Tina Charles has a lot to prove this year. Fresh off the hottest and most talked-about trade the WNBA has ever seen, Charles is eager to light it up for her hometown with the New York Liberty and prove her worth as a true franchise player. Charles was crowned MVP back in 2012 when she averaged 18 points and 10 rebounds for the Connecticut Sun and led the league in double-doubles. Her biggest challenge this year will be adjusting to a new team and fitting into a new system, but that's nothing this All-Star can't handle.
Diana Taurasi is oft overlooked on the MVP list because -- quite simply -- she's been around for a while. The three-time Olympic gold medalist is arguably the best women's basketball player in the world but she hasn't won the WNBA MVP since 2009 -- which was also the last year she won a championship. Taurasi might be the most hungry for the MVP this year; her biggest challenge, however, will be fighting to stay at the top of the pack amongst all the newer, younger talent that has since entered the league. Phoenix, meanwhile, is stacked this year and it could just be Diana's year (again).

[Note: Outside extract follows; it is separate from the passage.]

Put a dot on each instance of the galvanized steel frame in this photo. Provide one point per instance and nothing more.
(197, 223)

Tamika Catchings is quite possibly the most decorated women's basketball player in history. The WNBA MVP was hers in 2011 and the year after she carried the Indiana Fever to a championship, beating the defending champs the Minnesota Lynx. A 13-year vet, Catchings shows absolutely no signs of slowing down. Could this year bring another dethroning of the Lynx from the Fever and with it an MVP for Tamika? Last year, Tamika averaged 17.7 points per game, just shy of her best ever 18.2. Tamika, like Taurasi, will need to push that much harder to compete with youngsters like Maya Moore and EDD.
Lindsay Whalen is considered by some to be the best true point guard in the league. And she has proven this time and time again on the court with the Minnesota Lynx. As a point guard her job is to see the floor, run the show and distribute the ball, but Whalen's talents go well beyond that. Last year, Whalen averaged 15 points per game on top of her 5 assists per game. (Whalen is the WNBA's #3 all-time assist leader.) In order for Lindsay to work her way up the ladder, she'll have to pump up her scoring to rival guards like Taurasi and Moore.

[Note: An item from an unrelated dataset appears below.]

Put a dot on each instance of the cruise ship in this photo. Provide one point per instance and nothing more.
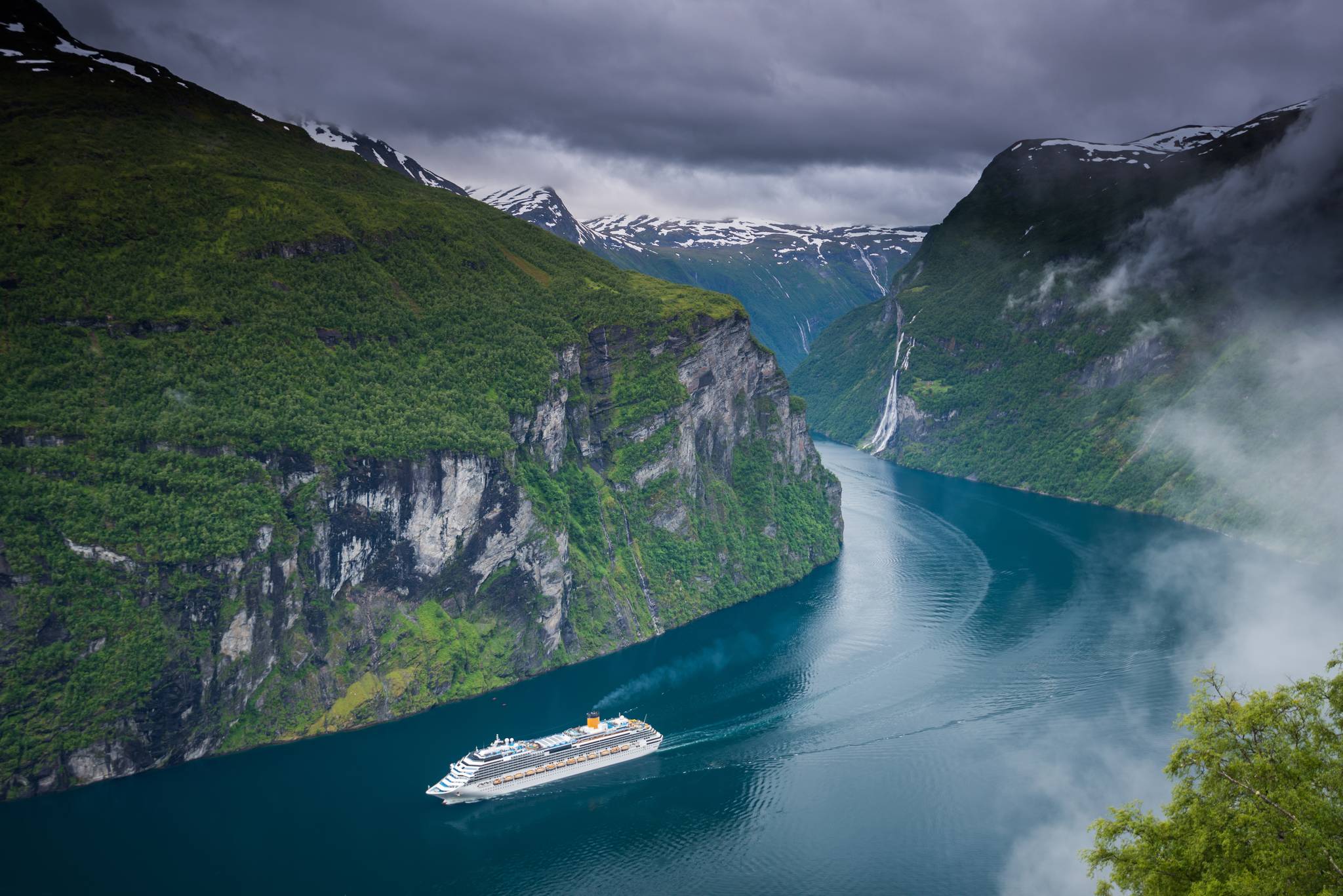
(508, 765)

Sue Bird is back this year from injury and while she didn't play in the WNBA last season, she did play overseas for Russia's UMMC Ekaterinburg where they won the title. Bird has won almost all of the top honors in basketball including three Olympic gold medals and is a seven-time WNBA All-Star. However, the title of WNBA MVP has eluded her. Eager to be back after her season long hiatus, Bird is likely the only contender who can rival Taurasi in hunger this season.

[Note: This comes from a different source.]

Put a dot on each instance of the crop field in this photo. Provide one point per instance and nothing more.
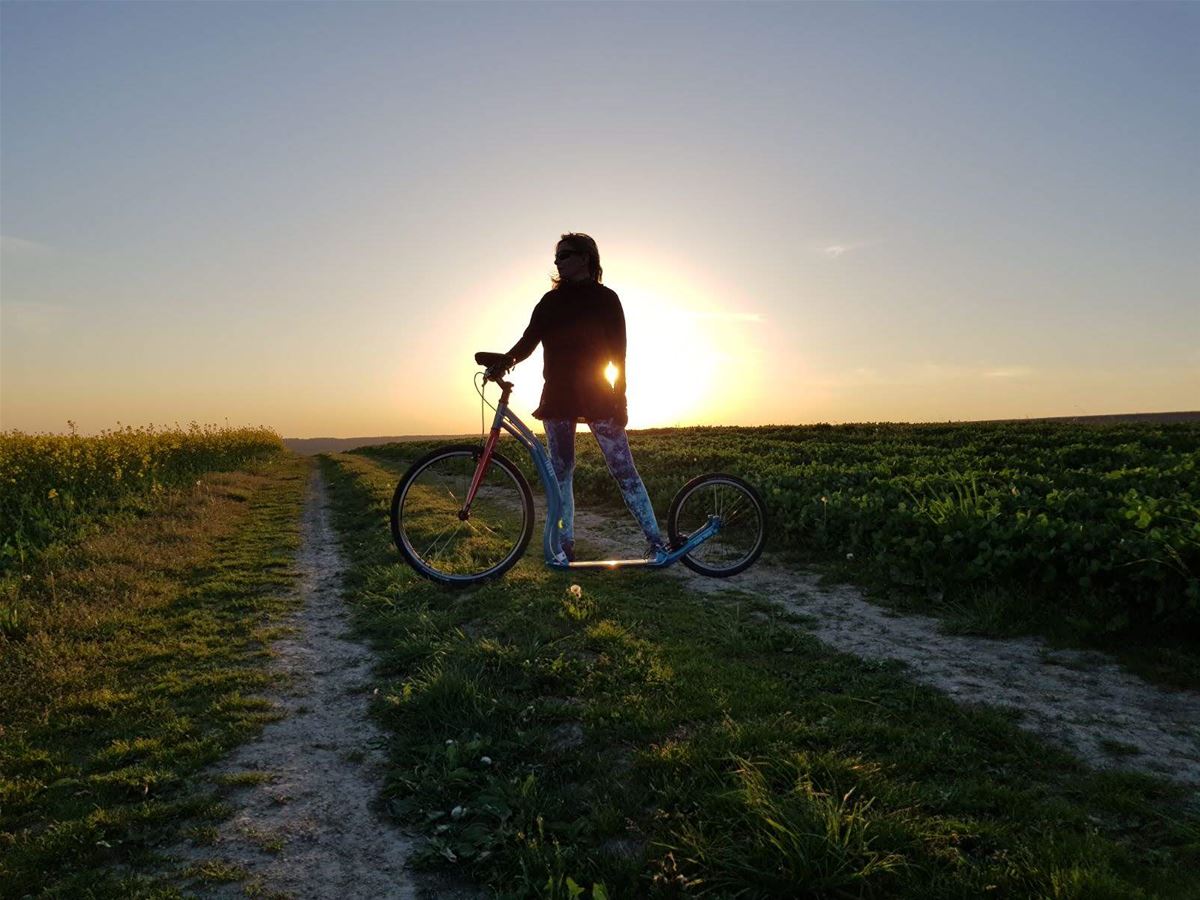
(563, 735)
(1035, 522)
(557, 735)
(53, 485)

Expectations are very high for Brittney Griner entering her sophomore season. Last year she was unfortunately riddled with injury but still managed to average 13 points and 6 rebounds per game. Griner is not only incredibly tall but also supremely athletic and can dominate in the post, forcing other teams to make adjustments. Griner played overseas in China this offseason to improve her game and it back this season ready for a challenge.